The following is from "The Secret and Sublime Taoist Mysteries and Magic" by John Blofeld. In this excerpt, he was asking questions of Tseng Lao-wenga who he considers to be a true sage [as posted by a Qigong master in the Tao Speaks forum for comments]:
"Venerable, please don't laugh at me. I accept your teaching that true sages have but the one goal. Still, here in China, there are Buddhists and there are also Taoists. Manifestly they differ; since the goal is one, the distinction must lie in their methods of approach."
The Daoist master answered thus:
"So you are hungry not for wisdom but for knowledge! What a pity!
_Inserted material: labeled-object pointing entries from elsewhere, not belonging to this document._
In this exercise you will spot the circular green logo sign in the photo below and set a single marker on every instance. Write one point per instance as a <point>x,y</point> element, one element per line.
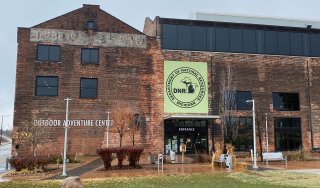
<point>185,87</point>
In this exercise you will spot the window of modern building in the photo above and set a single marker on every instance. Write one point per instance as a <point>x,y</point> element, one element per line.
<point>90,55</point>
<point>296,45</point>
<point>46,86</point>
<point>90,25</point>
<point>270,42</point>
<point>315,44</point>
<point>235,40</point>
<point>240,39</point>
<point>222,39</point>
<point>211,39</point>
<point>170,36</point>
<point>184,37</point>
<point>199,40</point>
<point>286,101</point>
<point>48,53</point>
<point>287,133</point>
<point>283,43</point>
<point>241,100</point>
<point>244,139</point>
<point>249,41</point>
<point>88,88</point>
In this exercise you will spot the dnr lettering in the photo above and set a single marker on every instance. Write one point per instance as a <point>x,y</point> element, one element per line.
<point>185,87</point>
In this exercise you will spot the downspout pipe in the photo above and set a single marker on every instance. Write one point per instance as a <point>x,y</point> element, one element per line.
<point>309,104</point>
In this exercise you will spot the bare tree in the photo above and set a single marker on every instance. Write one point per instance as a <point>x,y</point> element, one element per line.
<point>134,126</point>
<point>228,105</point>
<point>32,136</point>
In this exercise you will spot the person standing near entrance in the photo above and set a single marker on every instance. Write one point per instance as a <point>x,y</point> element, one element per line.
<point>225,149</point>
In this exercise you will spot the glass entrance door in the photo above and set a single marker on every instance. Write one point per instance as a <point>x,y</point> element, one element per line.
<point>192,133</point>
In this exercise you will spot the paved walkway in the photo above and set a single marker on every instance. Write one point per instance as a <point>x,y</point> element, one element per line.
<point>94,169</point>
<point>78,171</point>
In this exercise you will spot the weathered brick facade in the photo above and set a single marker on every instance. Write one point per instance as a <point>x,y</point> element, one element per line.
<point>131,73</point>
<point>125,73</point>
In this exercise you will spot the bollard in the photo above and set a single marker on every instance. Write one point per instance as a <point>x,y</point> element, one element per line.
<point>160,162</point>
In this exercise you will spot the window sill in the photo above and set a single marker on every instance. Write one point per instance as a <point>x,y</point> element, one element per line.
<point>89,63</point>
<point>55,62</point>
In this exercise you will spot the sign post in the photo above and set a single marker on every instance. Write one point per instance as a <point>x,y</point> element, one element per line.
<point>64,173</point>
<point>182,150</point>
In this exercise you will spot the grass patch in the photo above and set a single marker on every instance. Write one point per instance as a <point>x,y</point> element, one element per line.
<point>280,177</point>
<point>233,180</point>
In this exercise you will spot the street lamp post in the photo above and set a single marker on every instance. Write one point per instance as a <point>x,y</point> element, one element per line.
<point>1,128</point>
<point>108,124</point>
<point>64,173</point>
<point>267,139</point>
<point>254,135</point>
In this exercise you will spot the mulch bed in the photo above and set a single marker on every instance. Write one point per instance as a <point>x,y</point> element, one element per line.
<point>124,167</point>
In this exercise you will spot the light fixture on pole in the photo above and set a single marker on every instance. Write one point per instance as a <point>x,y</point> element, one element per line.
<point>1,128</point>
<point>64,173</point>
<point>254,135</point>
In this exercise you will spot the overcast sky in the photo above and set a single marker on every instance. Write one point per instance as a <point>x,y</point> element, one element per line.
<point>23,13</point>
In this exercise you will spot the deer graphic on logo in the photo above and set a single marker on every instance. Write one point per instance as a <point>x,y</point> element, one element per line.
<point>191,87</point>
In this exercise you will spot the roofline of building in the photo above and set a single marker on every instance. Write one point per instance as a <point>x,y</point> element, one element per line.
<point>234,24</point>
<point>253,19</point>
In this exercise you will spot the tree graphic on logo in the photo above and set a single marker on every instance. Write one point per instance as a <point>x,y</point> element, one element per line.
<point>189,85</point>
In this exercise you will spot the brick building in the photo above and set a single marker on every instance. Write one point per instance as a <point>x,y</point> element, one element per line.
<point>172,76</point>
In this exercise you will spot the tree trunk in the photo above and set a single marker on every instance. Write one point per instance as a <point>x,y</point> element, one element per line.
<point>133,139</point>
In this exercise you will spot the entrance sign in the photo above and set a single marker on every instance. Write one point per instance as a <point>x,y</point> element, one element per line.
<point>186,87</point>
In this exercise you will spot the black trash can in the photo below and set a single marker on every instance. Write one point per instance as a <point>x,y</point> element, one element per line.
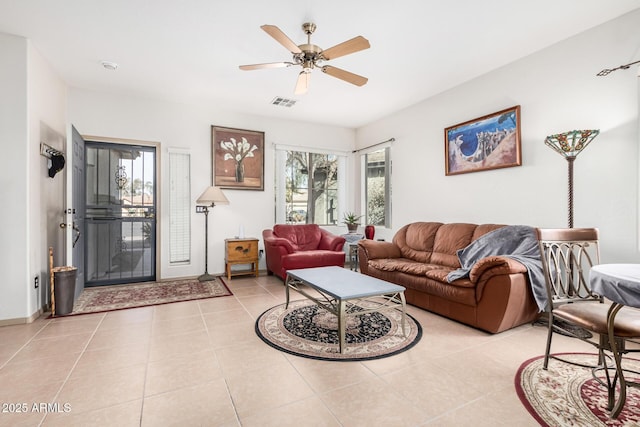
<point>64,286</point>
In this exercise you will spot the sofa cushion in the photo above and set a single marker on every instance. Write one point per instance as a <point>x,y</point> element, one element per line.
<point>403,265</point>
<point>448,239</point>
<point>303,237</point>
<point>416,240</point>
<point>483,229</point>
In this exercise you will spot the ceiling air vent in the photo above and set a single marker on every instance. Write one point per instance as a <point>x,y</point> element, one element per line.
<point>283,102</point>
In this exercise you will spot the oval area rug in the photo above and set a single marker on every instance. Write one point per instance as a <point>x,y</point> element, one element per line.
<point>568,395</point>
<point>306,330</point>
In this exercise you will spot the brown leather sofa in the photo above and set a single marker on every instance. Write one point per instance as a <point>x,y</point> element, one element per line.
<point>495,297</point>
Wisdom is almost as satisfying as good millet-gruel, whereas knowledge has less body to it than tepid water poured over old tea-leaves; but if that is the fare you have come for, I can give you as much as your mistreated belly will hold.”
” What sort of old tea-leaves do Buddhists use, I wonder! We Taoists use all sorts. Some swallow medicine-balls as big as pigeon's eggs or drink tonics by the jugful, live upon unappetizing diets, take baths at intervals governed by esoteric numbers, breathe in and out like asthmatic dragons, or jump about like Manchu bannermen hardening themselves for battle -- all this discomfort just for the sake of a few extra decades of life! And why? To gain more time to find what has never been lost!"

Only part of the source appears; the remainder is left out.